8 of 252 comments (clear)

  1. If you consider... by brennanw · · Score: 4, Insightful

    ... that StarOffice was a wildly popular office suite in Germany in the 90s (before Sun bought the code), I'm surprised the percentage isn't higher.

    --
    Eviscerati.Org: All Hail the Eviscerati
  2. Problem is by Darkness404 · · Score: 5, Insightful

    The problem I see with OOo is that it is marketed and used as "hey, there is a free (as in beer) MS Office clone!" rather than "Hey, this is better than MS Office" but the problem is the second statement isn't true. Firefox won out over IE not by "hey, we have a clone of IE" but by being -better- than IE.

    --
    Taxation is legalized theft, no more, no less.
    1. Re:Problem is by ratboy666 · · Score: 4, Insightful

      But... openoffice.org is better than ms office.

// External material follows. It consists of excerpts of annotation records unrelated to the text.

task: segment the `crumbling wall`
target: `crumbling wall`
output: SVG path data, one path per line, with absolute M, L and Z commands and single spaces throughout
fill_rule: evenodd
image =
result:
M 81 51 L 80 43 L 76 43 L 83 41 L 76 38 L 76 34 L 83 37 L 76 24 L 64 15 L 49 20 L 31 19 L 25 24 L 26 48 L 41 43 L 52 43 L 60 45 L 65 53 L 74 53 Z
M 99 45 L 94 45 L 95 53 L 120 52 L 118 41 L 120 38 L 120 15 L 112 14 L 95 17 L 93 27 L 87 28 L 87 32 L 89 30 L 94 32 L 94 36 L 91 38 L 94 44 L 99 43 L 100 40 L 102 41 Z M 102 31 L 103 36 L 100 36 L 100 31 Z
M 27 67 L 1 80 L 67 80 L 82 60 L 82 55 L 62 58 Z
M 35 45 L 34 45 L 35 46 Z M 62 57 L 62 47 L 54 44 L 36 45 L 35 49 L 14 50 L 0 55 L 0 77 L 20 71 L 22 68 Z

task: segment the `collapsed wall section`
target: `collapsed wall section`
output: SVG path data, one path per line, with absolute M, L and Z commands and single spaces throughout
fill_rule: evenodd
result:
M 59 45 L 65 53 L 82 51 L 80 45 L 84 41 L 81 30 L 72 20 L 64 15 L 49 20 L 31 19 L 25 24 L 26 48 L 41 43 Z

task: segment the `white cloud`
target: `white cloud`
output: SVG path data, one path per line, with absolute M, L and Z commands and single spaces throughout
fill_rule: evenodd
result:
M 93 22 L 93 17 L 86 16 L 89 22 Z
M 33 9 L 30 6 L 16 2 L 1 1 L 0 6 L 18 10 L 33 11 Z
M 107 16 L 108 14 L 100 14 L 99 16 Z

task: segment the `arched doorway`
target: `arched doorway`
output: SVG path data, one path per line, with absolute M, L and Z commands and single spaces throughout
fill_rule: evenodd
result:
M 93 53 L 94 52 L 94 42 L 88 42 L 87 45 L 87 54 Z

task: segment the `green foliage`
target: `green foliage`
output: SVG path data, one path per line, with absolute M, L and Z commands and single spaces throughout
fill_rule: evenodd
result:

And, it's not an ms office clone.

      Right now, I am giving presentations with impress. Slides to the projector, and my presenter screen on the laptop has the slide, the next slide, presenters notes and a clock.

      openoffice.org actually runs on the platforms I use (Solaris and Linux).

      openoffice.org integrates with LaTex.

      openoffice.org offers PDF/A-1a export. openoffice.org font selection shows the font in the pulldown. (maybe recent MS stuff does these things too -- but MS needed to catch up).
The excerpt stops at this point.